Téléphérique : Projet non-prioritaire pour le gouvernement
Les grandes orientations du pays se concentrent sur les routes et l’énergie, tout au long de cette période de refondation.
Des défis liés à l’électricité
Le projet de téléphérique ne figure pas parmi les priorités du gouvernement à ce stade. Les autorités évoquent plusieurs problèmes techniques et financiers à résoudre avant le lancement du projet, surtout pour l’électricité nécessaire à son fonctionnement.
Lors d’une émission spéciale diffusée sur TVM le 31 mai 2026, le président de la Refondation, le colonel Randrianirina Michaël, a présenté les grandes orientations du pays. Ce dernier a souligné qu’il faut se concentrer sur des projets plus urgents pour aider au développement de Madagascar. Il a mis en avant la Route nationale n°2 (RN2), axe stratégique reliant Antananarivo au port de Toamasina. Cette ville joue un rôle central dans l’économie nationale, entraînant un trafic routier très dense chaque jour. Depuis l’arrêt du transport ferroviaire, la RN2 supporte une pression encore plus forte, dépassant largement ses capacités actuelles.
Changement des mentalités
Face à cette situation, les autorités poursuivent un projet de modernisation de la route. Le colonel Randrianirina Michaël précise qu’il ne s’agit pas d’une autoroute au sens strict, mais plutôt d’une « voie rapide ». Les travaux déjà engagés se poursuivent afin de fluidifier la circulation et faciliter l’acheminement des marchandises vers la capitale. Sur le plan énergétique, le projet hydroélectrique de Volobe continue de faire l’objet de discussions. Le principal blocage concerne le tarif de l’électricité produite, un point clé qui ralentit l’avancement du dossier.

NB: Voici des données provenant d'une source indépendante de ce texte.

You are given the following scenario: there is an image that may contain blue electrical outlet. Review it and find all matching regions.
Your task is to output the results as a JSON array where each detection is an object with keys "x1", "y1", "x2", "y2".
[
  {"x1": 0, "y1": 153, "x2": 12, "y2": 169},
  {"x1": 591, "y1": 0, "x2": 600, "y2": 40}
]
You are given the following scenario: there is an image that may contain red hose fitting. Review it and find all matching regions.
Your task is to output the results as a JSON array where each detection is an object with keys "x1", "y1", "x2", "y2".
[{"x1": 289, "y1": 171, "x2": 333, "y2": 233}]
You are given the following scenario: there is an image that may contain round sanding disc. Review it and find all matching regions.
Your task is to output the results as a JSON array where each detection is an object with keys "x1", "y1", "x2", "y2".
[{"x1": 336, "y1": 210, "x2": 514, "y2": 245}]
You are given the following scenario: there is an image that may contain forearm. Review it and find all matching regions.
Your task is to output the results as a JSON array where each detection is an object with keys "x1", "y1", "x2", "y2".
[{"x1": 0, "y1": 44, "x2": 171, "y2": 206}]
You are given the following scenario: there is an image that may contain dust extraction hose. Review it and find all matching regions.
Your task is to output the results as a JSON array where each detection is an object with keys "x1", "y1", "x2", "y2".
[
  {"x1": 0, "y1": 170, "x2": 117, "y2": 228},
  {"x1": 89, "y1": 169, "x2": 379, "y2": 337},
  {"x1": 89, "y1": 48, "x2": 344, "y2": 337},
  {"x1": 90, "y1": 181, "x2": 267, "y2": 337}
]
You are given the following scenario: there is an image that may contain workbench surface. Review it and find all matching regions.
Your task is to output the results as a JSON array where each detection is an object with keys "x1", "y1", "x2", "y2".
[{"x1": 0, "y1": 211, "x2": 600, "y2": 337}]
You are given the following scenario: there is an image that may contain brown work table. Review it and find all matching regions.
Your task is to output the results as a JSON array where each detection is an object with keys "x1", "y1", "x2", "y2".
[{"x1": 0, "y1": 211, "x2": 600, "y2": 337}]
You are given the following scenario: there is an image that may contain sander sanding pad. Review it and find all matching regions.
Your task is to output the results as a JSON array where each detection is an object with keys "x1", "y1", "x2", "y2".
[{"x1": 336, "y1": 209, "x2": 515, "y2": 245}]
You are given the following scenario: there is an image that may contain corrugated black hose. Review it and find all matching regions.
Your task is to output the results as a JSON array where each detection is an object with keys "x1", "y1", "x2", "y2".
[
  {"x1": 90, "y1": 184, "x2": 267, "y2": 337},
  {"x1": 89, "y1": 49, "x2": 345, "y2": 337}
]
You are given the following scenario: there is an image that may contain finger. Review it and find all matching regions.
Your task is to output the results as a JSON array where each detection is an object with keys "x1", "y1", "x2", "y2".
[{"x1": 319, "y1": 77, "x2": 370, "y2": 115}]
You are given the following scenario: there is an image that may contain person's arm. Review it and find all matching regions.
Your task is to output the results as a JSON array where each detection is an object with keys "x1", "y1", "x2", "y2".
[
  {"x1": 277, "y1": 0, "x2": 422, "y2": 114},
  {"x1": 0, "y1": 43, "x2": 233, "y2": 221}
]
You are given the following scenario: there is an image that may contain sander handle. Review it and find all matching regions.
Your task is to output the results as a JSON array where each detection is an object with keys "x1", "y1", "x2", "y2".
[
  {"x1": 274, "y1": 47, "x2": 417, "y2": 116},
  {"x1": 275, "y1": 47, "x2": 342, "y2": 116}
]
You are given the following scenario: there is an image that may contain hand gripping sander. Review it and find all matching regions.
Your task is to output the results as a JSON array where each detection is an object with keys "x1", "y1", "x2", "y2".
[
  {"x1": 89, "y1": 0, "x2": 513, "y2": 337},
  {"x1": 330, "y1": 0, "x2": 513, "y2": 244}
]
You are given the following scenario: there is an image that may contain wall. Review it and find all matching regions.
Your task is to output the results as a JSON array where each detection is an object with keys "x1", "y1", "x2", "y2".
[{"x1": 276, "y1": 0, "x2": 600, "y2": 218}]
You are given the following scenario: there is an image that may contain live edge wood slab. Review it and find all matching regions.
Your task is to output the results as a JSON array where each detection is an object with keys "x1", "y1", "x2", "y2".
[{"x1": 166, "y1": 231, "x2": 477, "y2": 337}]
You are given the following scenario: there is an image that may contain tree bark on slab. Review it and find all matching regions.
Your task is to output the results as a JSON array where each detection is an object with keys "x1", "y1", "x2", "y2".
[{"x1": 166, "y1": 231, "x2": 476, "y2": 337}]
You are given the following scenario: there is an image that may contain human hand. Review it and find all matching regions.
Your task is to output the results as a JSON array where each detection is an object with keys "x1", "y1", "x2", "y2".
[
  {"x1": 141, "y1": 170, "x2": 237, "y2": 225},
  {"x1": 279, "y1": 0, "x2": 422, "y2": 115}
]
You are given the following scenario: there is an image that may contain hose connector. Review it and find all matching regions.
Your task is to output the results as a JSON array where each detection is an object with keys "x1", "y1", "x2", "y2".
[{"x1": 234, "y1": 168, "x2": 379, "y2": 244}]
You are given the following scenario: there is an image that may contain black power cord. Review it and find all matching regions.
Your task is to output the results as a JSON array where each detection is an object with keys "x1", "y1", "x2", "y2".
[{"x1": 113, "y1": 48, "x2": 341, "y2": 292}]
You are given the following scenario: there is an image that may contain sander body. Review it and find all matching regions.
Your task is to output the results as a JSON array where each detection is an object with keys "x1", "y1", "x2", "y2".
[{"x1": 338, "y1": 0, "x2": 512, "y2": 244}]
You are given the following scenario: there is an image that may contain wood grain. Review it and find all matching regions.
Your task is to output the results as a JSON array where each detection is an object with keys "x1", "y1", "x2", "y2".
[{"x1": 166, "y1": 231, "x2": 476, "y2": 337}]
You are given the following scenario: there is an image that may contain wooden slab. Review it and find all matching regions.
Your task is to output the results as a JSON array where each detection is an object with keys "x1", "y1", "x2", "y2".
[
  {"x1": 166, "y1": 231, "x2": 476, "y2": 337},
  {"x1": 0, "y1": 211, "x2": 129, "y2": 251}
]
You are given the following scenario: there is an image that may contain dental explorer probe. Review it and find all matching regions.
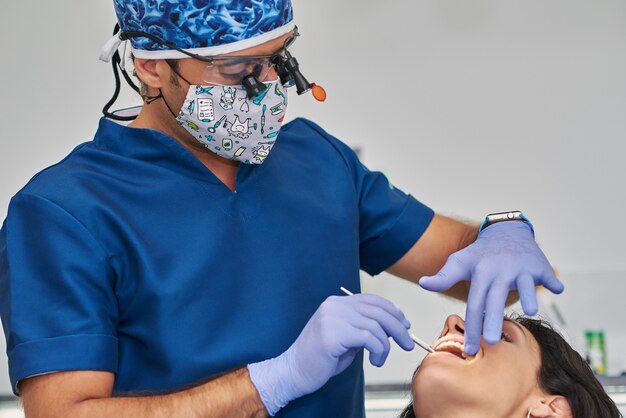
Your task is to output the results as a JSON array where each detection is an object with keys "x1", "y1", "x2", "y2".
[{"x1": 340, "y1": 286, "x2": 435, "y2": 353}]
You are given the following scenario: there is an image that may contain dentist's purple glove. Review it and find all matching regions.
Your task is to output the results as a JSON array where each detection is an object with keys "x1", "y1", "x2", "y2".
[
  {"x1": 419, "y1": 221, "x2": 563, "y2": 355},
  {"x1": 248, "y1": 294, "x2": 414, "y2": 416}
]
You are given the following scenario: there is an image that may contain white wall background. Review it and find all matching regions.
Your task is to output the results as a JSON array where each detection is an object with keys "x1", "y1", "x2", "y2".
[{"x1": 0, "y1": 0, "x2": 626, "y2": 392}]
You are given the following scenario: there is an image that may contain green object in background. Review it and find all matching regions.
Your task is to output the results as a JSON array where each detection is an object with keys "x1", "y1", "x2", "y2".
[{"x1": 585, "y1": 330, "x2": 606, "y2": 375}]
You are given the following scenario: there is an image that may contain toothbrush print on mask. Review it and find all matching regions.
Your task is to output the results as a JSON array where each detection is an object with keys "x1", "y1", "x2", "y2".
[{"x1": 176, "y1": 80, "x2": 287, "y2": 164}]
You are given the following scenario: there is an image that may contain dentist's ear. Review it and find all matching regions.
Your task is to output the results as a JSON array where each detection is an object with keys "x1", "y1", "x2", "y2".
[{"x1": 529, "y1": 395, "x2": 574, "y2": 418}]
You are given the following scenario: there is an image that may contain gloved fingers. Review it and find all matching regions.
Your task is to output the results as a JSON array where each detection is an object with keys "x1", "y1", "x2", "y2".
[
  {"x1": 338, "y1": 315, "x2": 391, "y2": 367},
  {"x1": 352, "y1": 293, "x2": 411, "y2": 328},
  {"x1": 483, "y1": 281, "x2": 509, "y2": 344},
  {"x1": 355, "y1": 304, "x2": 415, "y2": 351},
  {"x1": 539, "y1": 267, "x2": 565, "y2": 295},
  {"x1": 333, "y1": 348, "x2": 360, "y2": 376},
  {"x1": 465, "y1": 277, "x2": 489, "y2": 356},
  {"x1": 419, "y1": 250, "x2": 471, "y2": 292},
  {"x1": 516, "y1": 273, "x2": 539, "y2": 316}
]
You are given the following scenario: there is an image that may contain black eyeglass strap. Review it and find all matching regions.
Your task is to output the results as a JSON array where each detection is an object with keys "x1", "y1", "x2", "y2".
[{"x1": 102, "y1": 23, "x2": 141, "y2": 121}]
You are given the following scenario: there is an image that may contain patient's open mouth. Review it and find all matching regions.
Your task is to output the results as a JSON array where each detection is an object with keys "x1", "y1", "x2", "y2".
[{"x1": 433, "y1": 340, "x2": 467, "y2": 360}]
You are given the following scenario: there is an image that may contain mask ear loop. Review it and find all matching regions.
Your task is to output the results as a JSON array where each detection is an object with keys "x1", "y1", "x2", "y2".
[{"x1": 102, "y1": 24, "x2": 139, "y2": 122}]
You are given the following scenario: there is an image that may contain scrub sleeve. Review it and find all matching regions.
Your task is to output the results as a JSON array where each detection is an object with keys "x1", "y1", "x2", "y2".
[{"x1": 0, "y1": 193, "x2": 117, "y2": 394}]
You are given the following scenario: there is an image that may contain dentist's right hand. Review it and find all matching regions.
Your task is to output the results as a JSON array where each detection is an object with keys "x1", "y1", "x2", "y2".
[{"x1": 248, "y1": 294, "x2": 414, "y2": 416}]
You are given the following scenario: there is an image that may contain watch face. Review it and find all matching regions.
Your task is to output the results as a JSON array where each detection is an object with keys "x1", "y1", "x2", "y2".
[{"x1": 487, "y1": 210, "x2": 522, "y2": 222}]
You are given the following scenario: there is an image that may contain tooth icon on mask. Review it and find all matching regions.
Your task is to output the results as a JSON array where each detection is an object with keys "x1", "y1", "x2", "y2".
[{"x1": 198, "y1": 99, "x2": 215, "y2": 122}]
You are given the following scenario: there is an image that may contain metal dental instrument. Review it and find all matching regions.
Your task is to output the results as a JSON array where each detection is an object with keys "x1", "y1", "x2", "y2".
[{"x1": 340, "y1": 286, "x2": 435, "y2": 353}]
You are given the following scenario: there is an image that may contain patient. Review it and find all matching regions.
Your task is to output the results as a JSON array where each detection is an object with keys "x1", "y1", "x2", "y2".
[{"x1": 400, "y1": 315, "x2": 622, "y2": 418}]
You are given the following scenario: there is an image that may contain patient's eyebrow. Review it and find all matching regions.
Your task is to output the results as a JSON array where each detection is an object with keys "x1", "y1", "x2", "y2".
[{"x1": 504, "y1": 317, "x2": 526, "y2": 336}]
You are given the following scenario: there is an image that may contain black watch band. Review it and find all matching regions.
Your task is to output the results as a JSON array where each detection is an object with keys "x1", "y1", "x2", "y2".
[{"x1": 478, "y1": 210, "x2": 535, "y2": 236}]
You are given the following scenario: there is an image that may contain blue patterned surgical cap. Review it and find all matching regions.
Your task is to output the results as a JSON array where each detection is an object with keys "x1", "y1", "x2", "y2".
[{"x1": 104, "y1": 0, "x2": 293, "y2": 58}]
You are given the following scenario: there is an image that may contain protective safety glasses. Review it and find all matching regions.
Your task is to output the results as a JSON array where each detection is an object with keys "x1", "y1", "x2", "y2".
[{"x1": 198, "y1": 36, "x2": 298, "y2": 86}]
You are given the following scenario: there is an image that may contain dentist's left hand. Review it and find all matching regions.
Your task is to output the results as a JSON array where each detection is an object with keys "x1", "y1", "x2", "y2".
[{"x1": 248, "y1": 294, "x2": 414, "y2": 416}]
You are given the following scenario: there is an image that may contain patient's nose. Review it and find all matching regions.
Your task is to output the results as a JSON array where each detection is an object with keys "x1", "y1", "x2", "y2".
[{"x1": 441, "y1": 315, "x2": 465, "y2": 336}]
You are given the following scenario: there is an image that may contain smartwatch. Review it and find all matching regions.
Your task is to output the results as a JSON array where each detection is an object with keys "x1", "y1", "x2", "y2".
[{"x1": 478, "y1": 210, "x2": 535, "y2": 237}]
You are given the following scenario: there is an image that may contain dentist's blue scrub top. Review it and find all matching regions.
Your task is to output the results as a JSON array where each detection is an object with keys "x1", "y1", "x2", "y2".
[{"x1": 0, "y1": 119, "x2": 433, "y2": 418}]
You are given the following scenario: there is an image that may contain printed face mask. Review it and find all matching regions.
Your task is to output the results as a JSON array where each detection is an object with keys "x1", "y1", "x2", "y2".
[{"x1": 176, "y1": 80, "x2": 287, "y2": 164}]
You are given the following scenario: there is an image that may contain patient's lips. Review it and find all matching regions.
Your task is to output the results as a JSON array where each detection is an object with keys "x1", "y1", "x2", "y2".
[{"x1": 433, "y1": 335, "x2": 468, "y2": 360}]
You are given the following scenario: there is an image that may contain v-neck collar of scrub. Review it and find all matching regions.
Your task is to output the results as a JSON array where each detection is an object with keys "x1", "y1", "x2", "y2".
[{"x1": 94, "y1": 117, "x2": 260, "y2": 190}]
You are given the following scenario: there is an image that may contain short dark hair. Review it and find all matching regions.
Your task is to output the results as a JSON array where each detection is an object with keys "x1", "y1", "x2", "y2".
[
  {"x1": 399, "y1": 316, "x2": 622, "y2": 418},
  {"x1": 130, "y1": 52, "x2": 179, "y2": 97}
]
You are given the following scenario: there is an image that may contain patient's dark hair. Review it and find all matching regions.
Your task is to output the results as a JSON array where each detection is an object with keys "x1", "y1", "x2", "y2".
[{"x1": 399, "y1": 316, "x2": 622, "y2": 418}]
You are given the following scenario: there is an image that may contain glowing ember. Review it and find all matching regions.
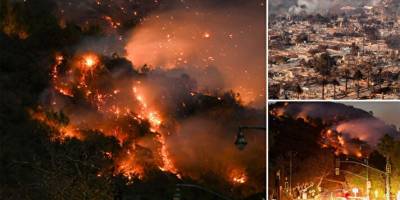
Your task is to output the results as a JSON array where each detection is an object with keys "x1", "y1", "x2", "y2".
[{"x1": 230, "y1": 169, "x2": 247, "y2": 184}]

Au-delà des infrastructures, le président de la Refondation insiste sur un enjeu plus large. Il s’agit du changement des mentalités. Le PRRM estime que lutter contre la corruption et les conflits est essentiel pour réussir les réformes et développer le pays. Il appelle également à l’organisation d’une conférence nationale afin de favoriser le dialogue et définir les bases d’un nouveau système. Enfin, il rappelle que des efforts se poursuivent depuis sept mois pour rompre avec les anciennes pratiques et proposer des solutions concrètes aux besoins de la population.